Kein Grund, am Rad zu drehen:
Die TSG ist eine Runde weiter.

Wagner. Wer denkt da, wenn er diesen Namen hört, nicht sofort an Sandro? Vielleicht sogar David? Wir. Wir denken, gerade auch, wenn wir an das gestrige Spiel und die Kulisse denken, an Richard Wagner und sein Werk „Die Meistersinger von Nürnberg“.

Aber da sieht man mal, dass man den offensichtlichen Verführungen nicht trauen sollte, denn außer dem Titel passte, man möchte, will, nein: muss sagen: Fußballgott sei Dank, wenig aus dieser Oper, die 51 Jahre vor der TSG gegrün…uraufgeführt wurde, zum DFB-Pokalspiel gegen die Clubberer.

So dauert sie ca. 4 ½ Stunden, während das Spiel nach rund 1 ½ Stunden zu Ende war – und trotz phasenweise begeisternder Vorträge war man froh darüber, denn das Fußballspiel fand im Freien statt, während es in der Oper ums Freien geht.

Doch wir wollten mehr sein als der Sieger der Herzen – und das wurden wir auch. Walther von Stolzing reichte Ersteres, schließlich musste er das sein, um weiterzukommen.

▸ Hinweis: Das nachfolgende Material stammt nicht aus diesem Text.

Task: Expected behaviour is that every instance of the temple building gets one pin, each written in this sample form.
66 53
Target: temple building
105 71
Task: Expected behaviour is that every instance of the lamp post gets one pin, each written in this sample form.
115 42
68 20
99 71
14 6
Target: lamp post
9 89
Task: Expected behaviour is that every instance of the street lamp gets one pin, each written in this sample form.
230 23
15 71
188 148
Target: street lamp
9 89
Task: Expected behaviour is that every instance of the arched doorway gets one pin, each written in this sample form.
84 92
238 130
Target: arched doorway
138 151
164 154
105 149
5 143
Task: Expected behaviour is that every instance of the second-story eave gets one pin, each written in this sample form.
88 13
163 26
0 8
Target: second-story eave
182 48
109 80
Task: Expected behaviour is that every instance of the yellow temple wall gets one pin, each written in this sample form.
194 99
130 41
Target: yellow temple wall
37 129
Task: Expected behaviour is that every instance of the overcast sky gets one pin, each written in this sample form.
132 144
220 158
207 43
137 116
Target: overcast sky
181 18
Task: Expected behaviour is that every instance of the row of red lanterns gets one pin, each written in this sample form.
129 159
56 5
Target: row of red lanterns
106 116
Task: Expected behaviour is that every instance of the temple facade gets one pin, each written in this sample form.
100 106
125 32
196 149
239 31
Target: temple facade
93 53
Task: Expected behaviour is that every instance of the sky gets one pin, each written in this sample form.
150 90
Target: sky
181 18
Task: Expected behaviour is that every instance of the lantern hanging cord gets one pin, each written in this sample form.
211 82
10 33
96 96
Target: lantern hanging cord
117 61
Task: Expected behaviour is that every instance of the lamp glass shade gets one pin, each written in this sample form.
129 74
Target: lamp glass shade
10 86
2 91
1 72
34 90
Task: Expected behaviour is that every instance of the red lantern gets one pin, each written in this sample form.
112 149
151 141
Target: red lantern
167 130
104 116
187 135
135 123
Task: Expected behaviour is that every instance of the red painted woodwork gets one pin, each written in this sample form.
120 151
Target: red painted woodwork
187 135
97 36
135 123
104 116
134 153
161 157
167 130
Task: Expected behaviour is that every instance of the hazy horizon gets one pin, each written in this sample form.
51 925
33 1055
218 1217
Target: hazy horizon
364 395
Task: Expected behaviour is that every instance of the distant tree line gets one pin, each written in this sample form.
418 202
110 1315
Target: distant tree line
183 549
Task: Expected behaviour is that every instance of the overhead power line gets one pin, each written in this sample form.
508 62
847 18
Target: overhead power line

Willkommen zum Bildungsblock:

Der reiche Goldschmied Veit Pogner verspricht seine Tochter Eva demjenigen, der bei einem Sängerwettbewerb der Meistersänger gewinnt. Eva hat ihr Herz aber bereits dem verarmten letzten Nachkommen seines Geschlechts, dem Ritter Walther von Stolzing geschenkt, die sich am Abend zuvor bei einem Besuch Walthers im Haus der Pogners kennengelernt und sofort Gefallen aneinander gefunden hatten.

„Bist du Single?“
„Ja.“
„Wollen wir …?“
„Ich würde gern, aber …“
„Aber?“
„Aber mein Alter hat da ganz andere Vorstellungen.“
„Hä? Wir leben doch im Jahre ….“

Nein, nicht 2024 – wir haben den Dialog aus Wagners eigener Feder nur freundlicherweise ins Neudeutsche übersetzt –, sondern eben die Reformationszeit (frühes 16. Jahrhundert)– und a) klang das so (also im Libretto) …

EVA
Gut Lenchen, ach, das meint er ja nicht.
Doch von mir wohl wünscht er Bericht.
Wie sag ich’s schnell? Versteh‘ ich’s doch kaum!
Mir ist, als wär‘ ich gar wie im Traum!-
Er frägt – ob ich schon Braut?

MAGDALENE (ihre Amme) – heftig erschrocken
Hilf Gott! Sprich nicht so laut!
Jetzt lass uns nach Hause gehn;
wenn uns die Leut‘ hier sehn!

WALTHER
Nicht eh’r, bis ich alles weiß!

[…]

MAGDALENE
Herr Ritter, was Ihr die Jungfer fragt,
das ist so leichtlich nicht gesagt;
fürwahr ist Evchen Pogner Braut.

EVA (lebhaft unterbrechend)
Doch hat noch keiner den Bräut’gam erschaut.

MAGDALENE
Den Bräut’gam wohl noch niemand kennt,
bis morgen ihn das Gericht ernennt,
das dem Meistersinger erteilt den Preis.

… b) hatten da Väter noch Einfluss auf die Gattenwahl der Tochter.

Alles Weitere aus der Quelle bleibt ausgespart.